The rules would require increased reporting on certain foreign bank accounts by imposing a 30% withholding tax on income from US financial assets held by a foreign financial institution, unless the bank agrees to disclose the identity of the US account holder as well as some additional information on account transactions.
Foreign corporations would be asked to provide withholding agents with information identifying any US individual that is a substantial owner of the corporation, that is, holding more than 10% of the stock by vote or value.
The Bill would exempt publicly held and certain other foreign corporations from these reporting requirements, and would grant the Treasury department regulatory authority to exclude other recipients.
Similar rules would apply to foreign trusts. A 30% withholding tax would apply for failure to comply with the proposed reporting requirements
Any individual or entity with foreign accounts or financial instruments worth more than $50,000 in aggregate would have to file an information return with the taxpayer's annual tax return.
The changes would also impose a 40% penalty for underpayments attributable to undisclosed foreign financial assets.

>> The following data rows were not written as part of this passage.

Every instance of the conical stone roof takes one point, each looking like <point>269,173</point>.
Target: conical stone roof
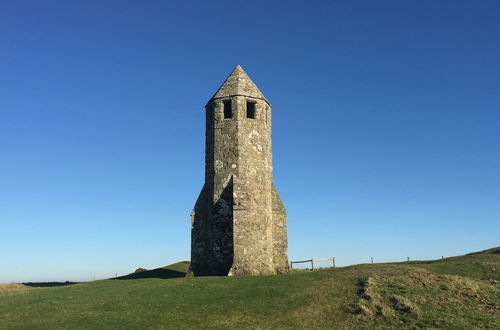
<point>238,83</point>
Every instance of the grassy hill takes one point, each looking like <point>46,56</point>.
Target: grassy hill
<point>459,292</point>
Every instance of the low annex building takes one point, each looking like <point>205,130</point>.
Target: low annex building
<point>238,222</point>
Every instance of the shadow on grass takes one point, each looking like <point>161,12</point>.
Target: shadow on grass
<point>155,273</point>
<point>48,284</point>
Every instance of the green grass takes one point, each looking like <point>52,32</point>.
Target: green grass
<point>460,292</point>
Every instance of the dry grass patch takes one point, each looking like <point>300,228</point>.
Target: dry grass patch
<point>14,288</point>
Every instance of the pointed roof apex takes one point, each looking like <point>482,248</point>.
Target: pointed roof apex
<point>238,83</point>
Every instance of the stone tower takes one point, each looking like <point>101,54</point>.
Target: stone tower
<point>238,222</point>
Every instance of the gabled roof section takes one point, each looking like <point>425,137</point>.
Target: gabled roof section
<point>238,83</point>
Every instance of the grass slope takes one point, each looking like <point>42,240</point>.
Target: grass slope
<point>459,292</point>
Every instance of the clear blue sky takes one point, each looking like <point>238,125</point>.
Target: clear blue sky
<point>386,127</point>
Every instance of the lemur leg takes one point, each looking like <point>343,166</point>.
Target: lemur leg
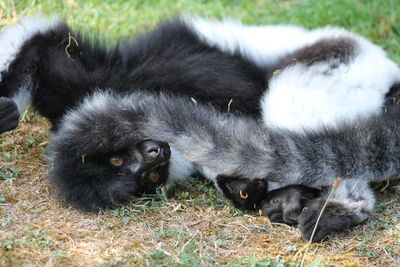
<point>352,203</point>
<point>284,205</point>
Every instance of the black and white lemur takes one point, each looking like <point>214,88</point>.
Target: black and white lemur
<point>314,79</point>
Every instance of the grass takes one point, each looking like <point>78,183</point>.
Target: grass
<point>189,224</point>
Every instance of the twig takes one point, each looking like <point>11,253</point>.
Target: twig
<point>333,188</point>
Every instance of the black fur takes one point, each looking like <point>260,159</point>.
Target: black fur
<point>244,193</point>
<point>9,115</point>
<point>90,181</point>
<point>364,151</point>
<point>62,66</point>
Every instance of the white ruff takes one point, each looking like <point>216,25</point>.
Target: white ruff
<point>13,37</point>
<point>304,97</point>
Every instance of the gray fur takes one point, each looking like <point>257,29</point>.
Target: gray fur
<point>229,145</point>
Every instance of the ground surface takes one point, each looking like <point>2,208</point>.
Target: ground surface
<point>189,225</point>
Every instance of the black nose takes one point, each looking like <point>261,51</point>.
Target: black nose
<point>154,151</point>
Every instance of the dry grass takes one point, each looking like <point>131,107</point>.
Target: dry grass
<point>188,226</point>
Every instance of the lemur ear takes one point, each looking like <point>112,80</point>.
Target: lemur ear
<point>9,115</point>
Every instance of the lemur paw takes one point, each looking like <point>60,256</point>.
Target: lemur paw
<point>9,115</point>
<point>334,218</point>
<point>284,205</point>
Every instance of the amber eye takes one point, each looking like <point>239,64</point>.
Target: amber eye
<point>117,161</point>
<point>243,195</point>
<point>154,176</point>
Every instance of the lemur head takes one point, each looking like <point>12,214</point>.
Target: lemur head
<point>244,193</point>
<point>94,181</point>
<point>99,157</point>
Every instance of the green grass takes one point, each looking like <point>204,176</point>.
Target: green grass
<point>375,19</point>
<point>189,224</point>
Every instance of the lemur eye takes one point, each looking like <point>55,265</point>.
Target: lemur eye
<point>274,200</point>
<point>154,176</point>
<point>243,195</point>
<point>117,161</point>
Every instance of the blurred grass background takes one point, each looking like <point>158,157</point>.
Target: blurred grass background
<point>193,226</point>
<point>378,20</point>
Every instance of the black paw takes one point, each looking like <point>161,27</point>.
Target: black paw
<point>284,205</point>
<point>9,115</point>
<point>335,217</point>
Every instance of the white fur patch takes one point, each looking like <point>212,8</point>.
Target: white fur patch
<point>263,45</point>
<point>302,97</point>
<point>13,37</point>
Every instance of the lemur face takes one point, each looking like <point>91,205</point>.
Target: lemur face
<point>95,181</point>
<point>244,193</point>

An important proposal is the extension of the statute of limitations from three years to six years for certain underreporting of income in connection with foreign financial assets and failure to comply with new information return reporting requirements.
The limitation period would not begin to run until the taxpayer files an information return disclosing reportable foreign assets.

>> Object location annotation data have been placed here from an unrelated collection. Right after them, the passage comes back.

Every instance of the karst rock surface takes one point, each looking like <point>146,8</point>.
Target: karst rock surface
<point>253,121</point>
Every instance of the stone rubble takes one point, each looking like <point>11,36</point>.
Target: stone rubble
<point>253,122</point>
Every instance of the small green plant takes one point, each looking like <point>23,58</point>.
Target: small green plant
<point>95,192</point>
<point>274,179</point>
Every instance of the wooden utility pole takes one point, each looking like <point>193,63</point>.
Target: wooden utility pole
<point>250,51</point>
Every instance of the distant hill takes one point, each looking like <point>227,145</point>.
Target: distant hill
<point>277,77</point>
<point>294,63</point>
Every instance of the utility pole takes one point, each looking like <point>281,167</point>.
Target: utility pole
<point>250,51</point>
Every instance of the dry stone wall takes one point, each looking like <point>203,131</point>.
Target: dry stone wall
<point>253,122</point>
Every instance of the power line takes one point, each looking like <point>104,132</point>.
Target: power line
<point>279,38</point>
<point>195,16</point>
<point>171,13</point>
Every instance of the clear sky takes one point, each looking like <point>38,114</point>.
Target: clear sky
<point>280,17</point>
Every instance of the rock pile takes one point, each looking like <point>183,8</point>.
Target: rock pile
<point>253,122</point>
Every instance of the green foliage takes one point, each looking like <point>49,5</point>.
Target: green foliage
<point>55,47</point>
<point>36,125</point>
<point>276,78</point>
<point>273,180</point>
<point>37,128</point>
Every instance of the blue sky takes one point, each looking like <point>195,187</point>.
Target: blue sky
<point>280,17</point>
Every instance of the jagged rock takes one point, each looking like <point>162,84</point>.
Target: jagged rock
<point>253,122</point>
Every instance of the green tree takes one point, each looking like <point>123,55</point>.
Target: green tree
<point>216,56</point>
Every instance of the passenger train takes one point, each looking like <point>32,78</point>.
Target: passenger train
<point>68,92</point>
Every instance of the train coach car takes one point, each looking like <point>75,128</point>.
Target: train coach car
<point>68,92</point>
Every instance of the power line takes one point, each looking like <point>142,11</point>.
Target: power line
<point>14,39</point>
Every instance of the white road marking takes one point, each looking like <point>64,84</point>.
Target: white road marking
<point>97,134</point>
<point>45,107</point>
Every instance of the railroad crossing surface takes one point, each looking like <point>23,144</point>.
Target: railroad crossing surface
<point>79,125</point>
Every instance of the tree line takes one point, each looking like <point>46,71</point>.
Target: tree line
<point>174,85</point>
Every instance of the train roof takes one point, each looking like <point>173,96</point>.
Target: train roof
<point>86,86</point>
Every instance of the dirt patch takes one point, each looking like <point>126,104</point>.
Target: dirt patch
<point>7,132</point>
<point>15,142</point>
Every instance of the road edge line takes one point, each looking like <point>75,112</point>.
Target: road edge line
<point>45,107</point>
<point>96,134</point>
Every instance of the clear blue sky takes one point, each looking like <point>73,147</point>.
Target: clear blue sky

Despite these significant plans, the legislation gets a sigh of relief from advisers based in popular offshore locations.
"We are delighted by the proposals," said James Bergstrom, of law firm Ogier based in the Cayman Islands.
"They give the IRS focused administrative tools to deal with the tax cheats, but allows [low tax] jurisdictions that are responsible to stay in business."
In comparison to the controversial anti-tax haven bills introduced by Senator Carl Levin and Representative Lloyd Doggett, the changes outlined in the Foreign Account Tax Compliance Act are more specific, which pleases Bergstrom.
"The Levin proposal was very broad, discriminating legislation against offshore centres," he said.
The Act is estimated to raise $8.5 billion over 10 years, according to Joint Committee on Taxation analysis.
For now, taxpayers are widely accepting of the legislation.
"We knew something was coming and have already been preparing," said one taxpayer.
"This is a thoughtful piece of legislation," said Bergstrom. "The general view is that this has been dealt with, let's move on."